Hope barely batted an eyelid.
“They terrify me,” Mary said flatly.
“They won’t always. Not that kind anyway,” Hope said. “Some of them look like monsters, but the worst ones look like regular humans.”
“See, all around us,” said Hope, “they look like people but lots of them are demons. You can tell after a while, I don’t know how, you just can.”
“I don’t think I can,” Mary said in a whisper.
“They all have names, apparently,” said Hope. Some of the people around her were looking on and she pointed them out. “That one’s Envy. That one’s Wrath. That one over there is Spitting On The Ground In A Public Place.”
“What up,” said Spitting On The Ground In A Public Place, who bore a sullen expression and a red baseball cap.
“They won’t bother you all the time,” Hope said, “but enough. They know the worst things you ever did, and they’ll never stop reminding you of it.”
“Well,” said Mary, as soon as the human-demons weren’t looking anymore, “I don’t need reminding.”
“Oh?” said Hope.
It all came of Mary in a rush. No-one had known.
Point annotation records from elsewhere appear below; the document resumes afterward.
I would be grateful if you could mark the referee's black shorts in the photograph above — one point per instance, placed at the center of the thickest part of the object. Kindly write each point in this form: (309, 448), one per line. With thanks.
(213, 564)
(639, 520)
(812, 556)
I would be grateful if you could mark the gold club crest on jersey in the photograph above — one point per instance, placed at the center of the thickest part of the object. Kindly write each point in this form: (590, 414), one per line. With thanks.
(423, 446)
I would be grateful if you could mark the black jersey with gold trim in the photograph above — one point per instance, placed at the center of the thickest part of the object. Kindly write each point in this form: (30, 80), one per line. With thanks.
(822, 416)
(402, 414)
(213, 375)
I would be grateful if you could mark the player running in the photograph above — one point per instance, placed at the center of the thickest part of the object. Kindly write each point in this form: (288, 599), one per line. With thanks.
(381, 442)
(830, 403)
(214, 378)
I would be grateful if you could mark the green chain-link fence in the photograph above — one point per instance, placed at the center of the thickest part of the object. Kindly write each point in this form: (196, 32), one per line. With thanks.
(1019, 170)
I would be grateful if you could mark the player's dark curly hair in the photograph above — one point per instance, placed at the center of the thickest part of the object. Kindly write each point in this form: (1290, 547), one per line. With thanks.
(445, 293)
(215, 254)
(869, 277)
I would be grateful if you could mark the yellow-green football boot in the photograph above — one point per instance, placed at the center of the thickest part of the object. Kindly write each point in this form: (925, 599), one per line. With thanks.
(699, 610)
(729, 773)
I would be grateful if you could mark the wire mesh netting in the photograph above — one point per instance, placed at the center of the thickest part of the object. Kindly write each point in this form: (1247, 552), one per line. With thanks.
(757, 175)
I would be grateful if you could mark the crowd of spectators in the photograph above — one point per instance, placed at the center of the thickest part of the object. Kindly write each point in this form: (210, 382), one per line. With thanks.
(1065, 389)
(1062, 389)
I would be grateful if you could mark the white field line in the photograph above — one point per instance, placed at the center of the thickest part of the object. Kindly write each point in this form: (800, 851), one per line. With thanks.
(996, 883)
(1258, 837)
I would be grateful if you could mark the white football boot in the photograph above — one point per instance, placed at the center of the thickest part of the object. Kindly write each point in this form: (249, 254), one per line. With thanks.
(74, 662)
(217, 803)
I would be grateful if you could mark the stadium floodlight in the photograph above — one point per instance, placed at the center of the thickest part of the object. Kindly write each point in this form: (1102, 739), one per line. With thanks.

Her parents hadn’t known, her friends hadn’t known, one other human at least had to know.
“I was pregnant,” she began, “and I couldn’t have the baby, so…”
“Why couldn’t you?” Hope asked.
“I just, I just couldn’t. I wanted him to go somewhere safe. To parents who could care for him. To anyone who could raise him better than me. I was only fifteen years old. So I left him on the steps of a church, I thought someone would come, but… but they didn’t.” She started crying, which surprised her, she didn’t think she had any more tears left. “It was cold. It was so, so cold. And I didn’t realise…”
Hope’s eyes were cold as well.
“He died,” Mary said, feeling like she was vomiting out the words. “I didn’t mean for him to but he did. That’s why I’m here.”
“Right,” said Hope in a clipped voice, almost before Mary had finished speaking. “You killed your own baby.”
“I didn’t mean to-“
“Well, you know what I did?” Hope said. “Fucking nothing! I didn’t kill anyone. I didn’t hurt anyone. I loved my kid. I gave money to charity, volunteered at a soup kitchen, everyone I ever met liked me! Now I’m stuck here with the monsters and rapists and baby-murderers!” This part came out in a scream. Hope picked a rock from the floor and hurled it at the demons she’d previously named. They didn’t even acknowledge it.
“You know what, fuck you, Mary,” said Hope. “I don’t belong here with you.”
She started walking away.
“No, don’t, I’m sorry,” Mary garbled weakly, “I didn’t mean to, I didn’t mean to, I didn’t mean to…”
“But you did,” said Hope.
For one split second Mary wondered if Hope was a demon too, a particularly cunning and driven one. But even if she was, surely she was right, which was the worst thing.
“It doesn’t matter what you meant. Guess neither of us will ever see our kids again then,” Hope said flatly. She walked, and walked, and then she started running. Eventually she was just a blur on what might have been the horizon and then she disappeared.
Spitting On The Ground In A Public Place hovered in the air above Mary, then slowly lowered itself to her level and saw the tears dripping from her eyes. Then it spat at her.